If we could remind - stock market indices are not inflation adjusted
There are those for whom the partisan political narrative is all of course. Ourselves, we prefer to start with facts:
It may be over-the-top bonkers, impossible to reconcile with, say, a stock market touching new highs, but it has ideological energy from which our dominant rightwing media feeds. The Labour leadership hopes successful delivery and economic and social improvement will expose the hyperbole for what it is. But fire has to be fought with fire. To contest it we need a credible counter narrative rooted in facts on which a recognisable ideology can be built that speaks to the majority of the electorate’s core beliefs. There is a “we”; there is a common good.
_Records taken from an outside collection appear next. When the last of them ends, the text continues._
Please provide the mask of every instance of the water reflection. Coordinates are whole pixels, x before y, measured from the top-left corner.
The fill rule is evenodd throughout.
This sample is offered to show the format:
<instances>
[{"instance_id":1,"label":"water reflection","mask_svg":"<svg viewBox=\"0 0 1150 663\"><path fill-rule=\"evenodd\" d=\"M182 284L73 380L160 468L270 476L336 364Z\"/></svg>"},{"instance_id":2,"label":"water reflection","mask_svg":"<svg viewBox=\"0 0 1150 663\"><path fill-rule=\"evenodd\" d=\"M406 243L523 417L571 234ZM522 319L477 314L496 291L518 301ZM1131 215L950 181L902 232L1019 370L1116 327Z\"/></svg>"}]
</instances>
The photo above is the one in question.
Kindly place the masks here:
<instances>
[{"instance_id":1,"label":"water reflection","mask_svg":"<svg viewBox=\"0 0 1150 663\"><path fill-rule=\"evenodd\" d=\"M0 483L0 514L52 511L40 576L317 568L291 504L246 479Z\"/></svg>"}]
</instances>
Politics is a battle of hearts as much as minds.
Well, yes, that politics chases hearts not minds we regard as to the detriment of politics at least so far as economic management is concenrned.
But that fact of a stock market high. Stock market indices are not adjusted for inflation. So, as each pound becomes worth less given political management of the money supply a stock market index will rise to be at just the same real value as the starting point. Or, of course, not as the case may be. If the FTSE100 were at 7,500 in Jan 2020, just as lockdown loomed, then to be ahead of that value now it would need to be 9,600 and up. Of course the FTSE100 was at 7,500 in Jan 2020 and is currently just below 9,200 - it is not at a record high at all, it has fallen.
But there’s more! 75% of the revenue accruing to firms in the FTSE100 is from outside the UK. This means that “the stock market” is not a measure of the success of the UK economy. It’s a measure of what’s happening in a stock market that just happens to be located in London. Further, given that it is dominated by revenues in non-sterling currencies as the £ falls it should rise in £ terms. It’s simply not a measure of the UK economy.
Now we do think that Charlie D went a little far here - as did Charlie D given that he was writing a satirical figure - but there’s a useful element here all the same:
Now, what I want is Facts. Teach these boys and girls nothing but Facts. Facts alone are wanted in life. Plant nothing else, and root out everything else. You can only form the minds of reasoning animals upon Facts; nothing else will ever be of any service to them.
That useful part being that we’ve really got to start our economic analysis with the economic facts before we decide upon economic policy. Pity that Willy Hutton, the source of the first quote, seems not to agree. Which is odd, for we’re sure he knows all this, he did start out as an equities salesman, no?